The most relevant terms the document are accessed as new fields of the base view. To create a new field in the base view containing the most relevant terms of the value of a document field, click Create main terms next to the type of the field.

For example, to add a new attribute containing the most relevant terms of the searchablecontent field, click Create main terms alongside its type. Adding an attribute with the most relevant terms of the searchablecontent field shows the new attribute: SEARCHABLECONTENT_MAIN_TERM.

Adding an attribute with the most relevant terms of the searchablecontent field

Adding an attribute with the most relevant terms of the searchablecontent field

The new attribute searchablecontent_MAIN_TERM will contain an array of registers. Each register of the array contains two subfields:

  • The relevant term. The default name of this field is the name of the field with the suffix _TERM. In this case, the name will be searchablecontent_TERM.

  • Its position in the list of the most relevant. The default name of this field is the name of the field with the suffix _SCORE. In this example, the name will be SEARCHABLECONTENT_SCORE.

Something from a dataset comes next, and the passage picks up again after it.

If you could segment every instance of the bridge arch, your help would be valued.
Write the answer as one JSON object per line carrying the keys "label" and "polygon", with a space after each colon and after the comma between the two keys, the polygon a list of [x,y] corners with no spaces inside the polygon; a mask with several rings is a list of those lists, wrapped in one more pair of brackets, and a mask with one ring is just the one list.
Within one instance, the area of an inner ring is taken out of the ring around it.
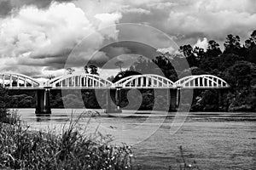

    The most relevant term takes position 1.

When creating these new attributes, you can specify two parameters:

  • Number of main terms. Maximum number of relevant terms to be included for each document.
  • Filter main terms words. This is the list of “usual words” (separated by commas) that must not appear among the most relevant terms for this field. If the list of relevant terms generated by Aracne includes any of those, they will be removed from the list. It is important to note that only usual words specific to the application must be specified. The usual words in the language used such as articles, pronouns, etc. (commonly known as “stopwords”) are already eliminated by Denodo Aracne. The list of usual words may be contained in a file. The file specified must be a text file, where the words will be separated by commas.

At the bottom of the dialog, in the General words to filter main terms box, you can enter a list of “usual words” common to all the fields of the base view. Once again, you do not have to worry about specifying usual words in the language such as articles, pronouns, etc. because they are already eliminated by Denodo Aracne.

The value of these parameters can be modified later in the “Wrapper specific configuration” dialog, in the “Search Methods” tab of the view’s “Options” (see section Configuration Properties for Specific View Types).